A demolition crew on Monday began tearing down the East Wing facade of the White House in order to make way for President Donald Trump's luxury ballroom, in a project that one journalist said "captures" the president's approach to leading the country.
As reported by The Washington Post, workers used a backhoe to rip down the facade, and Trump later described the destruction as the start of a "much-needed project" at the White House.
“For more than 150 years, every president has dreamt about having a ballroom at the White House to accommodate people for grand parties, state visits, etc.,” Trump wrote on his Truth Social platform, without citing any evidence that "every president" has wanted such a ballroom.
The cost of the ballroom is estimated at $250 million, and Trump is financing it by soliciting donations from some of America's wealthiest corporations—including several with government contracts and interests in deregulation—such as Apple, Lockheed Martin, Microsoft, Meta, Google, Amazon, and Palantir. The president held an exclusive White House dinner for some of the largest donors to the ballroom last week, in a move that many critics decried as a "cash-for-access" event.
This is Trump’s presidency in a single photo: Illegal, destructive, and not helping you. pic.twitter.com/KOqk4mADpE
— Elizabeth Warren (@ewarren) October 21, 2025
The destruction of the East Wing facade comes as the federal government is three weeks into a shutdown that began when Democrats refused to join Republicans in voting for a continuing resolution that would allow crucial healthcare subsidies expire for millions of people, and Trump has shown little urgency in working to end the standoff—during which he's worked to purge the federal workforce.
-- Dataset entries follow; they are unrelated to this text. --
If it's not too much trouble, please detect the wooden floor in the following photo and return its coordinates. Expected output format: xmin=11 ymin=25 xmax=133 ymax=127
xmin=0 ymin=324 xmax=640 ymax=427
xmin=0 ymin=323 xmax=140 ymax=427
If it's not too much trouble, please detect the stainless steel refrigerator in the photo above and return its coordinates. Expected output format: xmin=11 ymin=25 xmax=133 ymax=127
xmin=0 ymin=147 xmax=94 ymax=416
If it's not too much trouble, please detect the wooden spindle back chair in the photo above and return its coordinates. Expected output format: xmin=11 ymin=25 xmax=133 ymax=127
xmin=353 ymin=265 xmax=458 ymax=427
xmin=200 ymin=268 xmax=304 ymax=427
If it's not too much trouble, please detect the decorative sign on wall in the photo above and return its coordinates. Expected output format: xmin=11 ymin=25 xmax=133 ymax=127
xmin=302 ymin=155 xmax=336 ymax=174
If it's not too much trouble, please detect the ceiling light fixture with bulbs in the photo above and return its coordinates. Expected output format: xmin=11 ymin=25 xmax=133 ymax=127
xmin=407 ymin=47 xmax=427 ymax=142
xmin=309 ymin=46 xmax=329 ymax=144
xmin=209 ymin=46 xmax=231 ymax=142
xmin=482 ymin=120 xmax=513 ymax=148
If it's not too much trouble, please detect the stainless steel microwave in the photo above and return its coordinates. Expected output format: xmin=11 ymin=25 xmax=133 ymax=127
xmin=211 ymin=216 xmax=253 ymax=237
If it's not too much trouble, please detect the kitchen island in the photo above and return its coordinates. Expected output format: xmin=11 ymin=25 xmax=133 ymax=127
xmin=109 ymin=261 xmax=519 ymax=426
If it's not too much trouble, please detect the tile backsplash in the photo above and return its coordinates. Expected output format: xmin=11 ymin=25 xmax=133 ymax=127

Rep. Pramila Jayapal (D-Wash.) shredded Trump for working on a vanity project while government workers have been missing paychecks.
"We are 20 days into the Republican shutdown—healthcare costs are skyrocketing and federal workers aren’t getting paid," she wrote in a social media post. "What is Trump doing? Building his gold plated ballroom."
Sen. Elizabeth Warren (D-Mass.) also blasted Trump for focusing on his ballroom instead of on the needs of the American people.
"Oh, you're trying to say the cost of living is skyrocketing?" she asked rhetorically. "Donald Trump can't hear you over the sound of bulldozers demolishing a wing of the White House to build a new grand ballroom."
Former US Labor Secretary Robert Reich also linked Trump's focus on the ballroom to his lack of urgency in reopening the government.
"Trump hosted a dinner last week for donors helping fund his ballroom project," he wrote Monday. "Today, crews are starting construction and literally tearing down parts of the White House. It's day 20 of the government shutdown and this is what he's prioritizing?"
Sen. Andy Kim (D-NJ) shared an old photo of his family at the White House East Wing before it was torn down and expressed sadness about the president's destruction of the historic building.
"We didn’t need a billionaire-funded ballroom to celebrate America," he said. "Disgusting what Trump is doing."
Prem Thakker, a reporter for Zeteo, added that the destruction of the East Wing was highly symbolic of what the president is doing to the country.
"Trump demolishing the White House to build a $250 million ballroom funded by Amazon, Lockheed Martin, and Palantir," he wrote. "All during a government shutdown, and as he covers up the Epstein files—captures it all pretty well doesn't it."